Tom Kloeng Pla Grorb is a spicy, sour-tasting soup, some recipes prefer to use young tamarind leaf, others use the flower of the Tamarind tree.This assists in lending a more sour taste and special aroma to the soup.Th crispy fish adds a sweet taste and a smoky aroma to the dish. If you cant find Pla Grorb (a kind of fried or smoked dried fish), you can use some other kind of fish if you like. ( i recommend a smoked fish as this is part of the taste of the soup.
Ingredients;
Pla Grorb 8 units (8 dried fish)
6 Tomatoes
6 hom daeng (red small Thai shallots)
200gms straw mushrooms
3 lemongrass stalks
6 Kaffir lime leaves
4 pieces of Galangal root, sliced into oval slices
8 small dried chillies
1/2 a cup of fresh coriander leaves
1 teaspoon of sugar
4 tablespoons of lemon juice (lime juice if you can)

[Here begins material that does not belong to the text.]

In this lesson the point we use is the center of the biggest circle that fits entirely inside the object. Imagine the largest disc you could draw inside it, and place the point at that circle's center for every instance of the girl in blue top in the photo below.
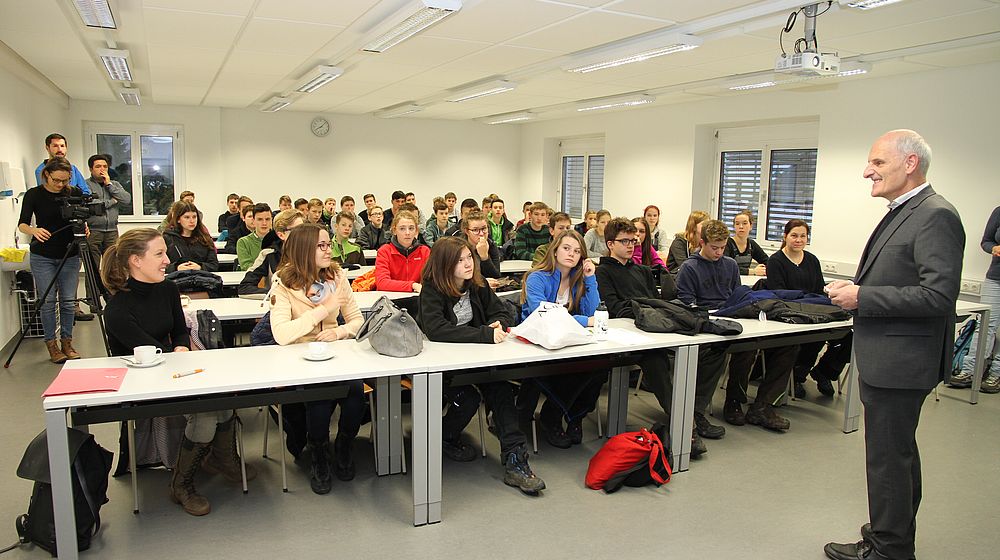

6 tablespoons of Nam Pla (Thai fish sauce)
3 cups of stock
save some coriander for decoration when serving.

Preparation method;

1.Roast the pla grorb on the stove for a few minutes to give them aroma, and place to one side.(you can roast them in a dry fryingpan/wok, or even grill or in the oven. In Thailand, most households have an earthen barbeque pot for making charcoal barbeque with.This is what is used to roast the fish with.
2.wash and chop the tomatoes, likewise wash the straw mushrooms thoroughly and slice into halves
3.take the shallots and dried chillies and dry-roast them in the "grata" (grata is the name for the wok-like frying pan used) with a little salt, and place to one side for the moment.
4.put the stock in a saucepan along with the Kaffir lime leaves, lemongrass, galangal root, chillies and hom daeng shallots, mushrooms and coriander.
5. once boiling, add the pla grorb and tomatoes, sugar, fish sauce. Switch the heat of and add the lemon/lime juice, whilst stirring continually to make sure the mixture binds.
Serve with some fresh coriander to garnish.
(if you don't like coriander leaf, then you can use parsley as a substitute).